Jennifer L Dixon et al. Proc (Bayl Univ Med Cent). 2016 Jan.

Abstract

Cervical paragangliomas are rare neoplasms that arise from extraadrenal paraganglia in close association with the cranial nerves and extracranial arterial system of the head and neck, and therefore surgical extirpation can be challenging. A retrospective study was conducted of all patients undergoing surgical excision of a cervical paraganglioma between 2000 and 2015. The demographic characteristics, clinical features, surgical approach, and outcomes were reviewed. A total of 20 cervical paragangliomas were excised in 17 patients. There were 14 female and 3 male patients with a mean age of 56.6 ± 17.0 at the time of operation. Twelve patients had unilateral tumors and 5 patients had bilateral tumors. Familial involvement was confirmed by history or direct genetic analysis in 8 (47%) of the 17 patients. There were no malignant paragangliomas, and only 3 patients had tumors that were determined to be functional. Tumor size ranged from 1.3 to 6.0 cm. Two patients required combined arterial resection as part of complete excision of the tumor.
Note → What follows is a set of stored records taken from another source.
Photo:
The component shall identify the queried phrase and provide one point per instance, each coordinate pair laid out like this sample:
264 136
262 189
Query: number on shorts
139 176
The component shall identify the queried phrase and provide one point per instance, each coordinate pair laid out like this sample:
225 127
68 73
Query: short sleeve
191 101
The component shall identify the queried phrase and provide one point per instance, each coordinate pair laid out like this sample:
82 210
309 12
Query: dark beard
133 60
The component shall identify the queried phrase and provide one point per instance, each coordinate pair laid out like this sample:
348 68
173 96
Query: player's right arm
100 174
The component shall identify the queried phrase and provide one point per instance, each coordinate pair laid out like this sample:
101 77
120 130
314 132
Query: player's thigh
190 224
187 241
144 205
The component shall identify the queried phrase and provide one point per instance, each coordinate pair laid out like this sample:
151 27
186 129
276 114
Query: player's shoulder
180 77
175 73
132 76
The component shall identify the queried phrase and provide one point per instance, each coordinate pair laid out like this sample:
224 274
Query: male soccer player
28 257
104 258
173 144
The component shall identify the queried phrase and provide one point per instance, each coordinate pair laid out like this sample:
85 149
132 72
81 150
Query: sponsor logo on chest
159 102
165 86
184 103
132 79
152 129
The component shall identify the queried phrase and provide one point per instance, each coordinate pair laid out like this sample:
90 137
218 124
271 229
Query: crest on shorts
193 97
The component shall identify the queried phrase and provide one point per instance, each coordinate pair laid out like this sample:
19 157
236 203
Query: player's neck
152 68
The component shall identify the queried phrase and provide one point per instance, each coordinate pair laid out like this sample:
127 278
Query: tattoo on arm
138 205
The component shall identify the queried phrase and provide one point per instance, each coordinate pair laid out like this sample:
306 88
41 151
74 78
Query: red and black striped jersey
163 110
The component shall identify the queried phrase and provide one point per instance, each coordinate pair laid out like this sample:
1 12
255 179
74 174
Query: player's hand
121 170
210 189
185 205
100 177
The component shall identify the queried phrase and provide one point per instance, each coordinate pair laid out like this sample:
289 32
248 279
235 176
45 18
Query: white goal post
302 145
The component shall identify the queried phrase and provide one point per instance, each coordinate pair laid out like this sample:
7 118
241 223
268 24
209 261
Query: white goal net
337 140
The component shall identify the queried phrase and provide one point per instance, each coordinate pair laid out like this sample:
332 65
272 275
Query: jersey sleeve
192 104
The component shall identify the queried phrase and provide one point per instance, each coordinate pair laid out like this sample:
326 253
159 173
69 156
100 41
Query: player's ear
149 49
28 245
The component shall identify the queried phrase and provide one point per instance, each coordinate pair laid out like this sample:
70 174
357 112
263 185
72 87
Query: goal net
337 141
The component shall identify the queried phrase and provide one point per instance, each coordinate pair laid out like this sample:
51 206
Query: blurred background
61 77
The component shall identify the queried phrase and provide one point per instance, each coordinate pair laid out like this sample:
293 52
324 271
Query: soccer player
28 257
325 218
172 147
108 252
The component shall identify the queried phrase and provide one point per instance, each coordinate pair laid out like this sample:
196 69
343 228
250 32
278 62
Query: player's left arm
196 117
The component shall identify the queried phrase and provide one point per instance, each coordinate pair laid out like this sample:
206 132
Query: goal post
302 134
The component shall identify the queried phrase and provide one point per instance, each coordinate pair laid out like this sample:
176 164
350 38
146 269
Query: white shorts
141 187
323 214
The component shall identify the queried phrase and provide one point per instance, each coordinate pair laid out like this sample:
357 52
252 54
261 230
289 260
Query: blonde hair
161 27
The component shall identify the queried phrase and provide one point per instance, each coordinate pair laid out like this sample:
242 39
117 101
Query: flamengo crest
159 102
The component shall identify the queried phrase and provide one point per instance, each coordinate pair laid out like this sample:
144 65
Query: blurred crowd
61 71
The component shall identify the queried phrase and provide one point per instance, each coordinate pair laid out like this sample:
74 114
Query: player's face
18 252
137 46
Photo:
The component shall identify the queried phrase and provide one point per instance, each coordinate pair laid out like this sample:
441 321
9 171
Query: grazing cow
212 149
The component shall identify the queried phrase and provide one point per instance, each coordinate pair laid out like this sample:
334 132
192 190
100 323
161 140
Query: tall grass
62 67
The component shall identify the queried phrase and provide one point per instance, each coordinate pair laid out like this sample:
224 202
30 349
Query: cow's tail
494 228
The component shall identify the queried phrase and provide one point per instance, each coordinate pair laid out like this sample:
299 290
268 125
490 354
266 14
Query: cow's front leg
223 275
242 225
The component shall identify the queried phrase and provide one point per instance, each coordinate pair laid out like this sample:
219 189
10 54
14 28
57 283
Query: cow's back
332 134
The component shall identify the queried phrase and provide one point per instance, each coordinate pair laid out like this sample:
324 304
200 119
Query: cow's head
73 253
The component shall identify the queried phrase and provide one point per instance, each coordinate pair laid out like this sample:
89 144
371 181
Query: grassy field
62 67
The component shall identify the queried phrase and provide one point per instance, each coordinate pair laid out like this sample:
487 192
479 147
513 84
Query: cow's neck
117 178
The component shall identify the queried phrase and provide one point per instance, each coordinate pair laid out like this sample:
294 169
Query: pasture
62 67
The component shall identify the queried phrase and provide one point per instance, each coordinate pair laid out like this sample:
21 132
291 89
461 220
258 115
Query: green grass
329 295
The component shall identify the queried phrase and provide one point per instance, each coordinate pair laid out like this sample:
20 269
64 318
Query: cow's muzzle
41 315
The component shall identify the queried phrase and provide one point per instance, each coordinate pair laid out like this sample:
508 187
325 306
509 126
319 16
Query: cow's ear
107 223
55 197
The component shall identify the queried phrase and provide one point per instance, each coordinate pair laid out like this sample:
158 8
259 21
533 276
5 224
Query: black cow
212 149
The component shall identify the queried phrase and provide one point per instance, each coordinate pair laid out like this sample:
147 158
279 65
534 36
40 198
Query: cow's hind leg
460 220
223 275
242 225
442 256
There were no permanent operative cranial nerve injuries, no recurrences, minimal morbidity, and no mortality. In conclusion, optimal management of cervical paragangliomas should include a thorough preoperative evaluation, accurate definition of the surgical anatomy, and exclusion of synchronous paragangliomas. A combined therapeutic approach by a multidisciplinary team including surgeons and interventional radiologists provides safe and effective management of cervical paragangliomas with very low morbidity and excellent outcomes.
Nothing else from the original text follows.